Sarà ormai una settimana che è esploso tutto quanto. Tutto è in fiore. Mi aggiro per le vie di Milano e, ovunque posi il mio sguardo, sirenette graziosissime mi allietano la giornata. Ah! Fosse primavera tutto l’anno!

Tempo fa, ricordando “La donna d’inverno” di Paolo Conte, dicevo più o meno il contrario. Quindi è doveroso un chiarimento. Ci sono donne per l’inverno e donne per la primavera. E sono donne diverse, con vocazioni differenti, fragranze distanti. E tutte ugualmente meravigliose.

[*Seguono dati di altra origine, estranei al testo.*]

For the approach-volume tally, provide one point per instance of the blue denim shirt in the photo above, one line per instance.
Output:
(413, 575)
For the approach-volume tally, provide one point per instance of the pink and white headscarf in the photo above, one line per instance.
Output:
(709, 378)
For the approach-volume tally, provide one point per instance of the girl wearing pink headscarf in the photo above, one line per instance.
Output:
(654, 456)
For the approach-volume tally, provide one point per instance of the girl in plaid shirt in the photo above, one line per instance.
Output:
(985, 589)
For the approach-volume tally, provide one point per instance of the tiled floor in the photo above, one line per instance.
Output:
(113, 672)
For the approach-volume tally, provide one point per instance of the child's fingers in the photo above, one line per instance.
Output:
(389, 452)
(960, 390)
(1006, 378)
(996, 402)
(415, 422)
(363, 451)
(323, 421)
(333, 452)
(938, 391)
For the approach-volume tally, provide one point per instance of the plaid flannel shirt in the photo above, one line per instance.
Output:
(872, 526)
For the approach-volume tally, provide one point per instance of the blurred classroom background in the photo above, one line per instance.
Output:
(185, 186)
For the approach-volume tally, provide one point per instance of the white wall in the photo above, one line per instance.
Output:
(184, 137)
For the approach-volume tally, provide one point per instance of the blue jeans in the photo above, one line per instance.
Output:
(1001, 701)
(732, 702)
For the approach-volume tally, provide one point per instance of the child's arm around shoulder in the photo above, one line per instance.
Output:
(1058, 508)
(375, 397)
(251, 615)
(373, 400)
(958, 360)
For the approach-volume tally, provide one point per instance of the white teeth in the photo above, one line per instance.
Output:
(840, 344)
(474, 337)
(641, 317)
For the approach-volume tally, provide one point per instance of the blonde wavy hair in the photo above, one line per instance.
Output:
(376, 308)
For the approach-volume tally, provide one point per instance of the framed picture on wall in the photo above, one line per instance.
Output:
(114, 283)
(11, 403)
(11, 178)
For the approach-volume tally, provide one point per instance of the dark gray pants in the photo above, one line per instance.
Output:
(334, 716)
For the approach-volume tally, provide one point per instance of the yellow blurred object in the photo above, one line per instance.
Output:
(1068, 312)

Poi ci sono le dèe, le donne che in ogni stagione sanno regalare emozioni intonate alla natura e che sono sempre di una grazia ineffabile. Forse aveva ragione Platone quando condannava l’arte. Di fronte a certi spettacoli della natura la goffa imitazione che ne fa l’uomo non vale nulla.

Mi fermo, dev’essere in corso una tempesta ormonale. Forse dovrei cominciare ad aggiungere un po’ di bromuro nella mia cucina!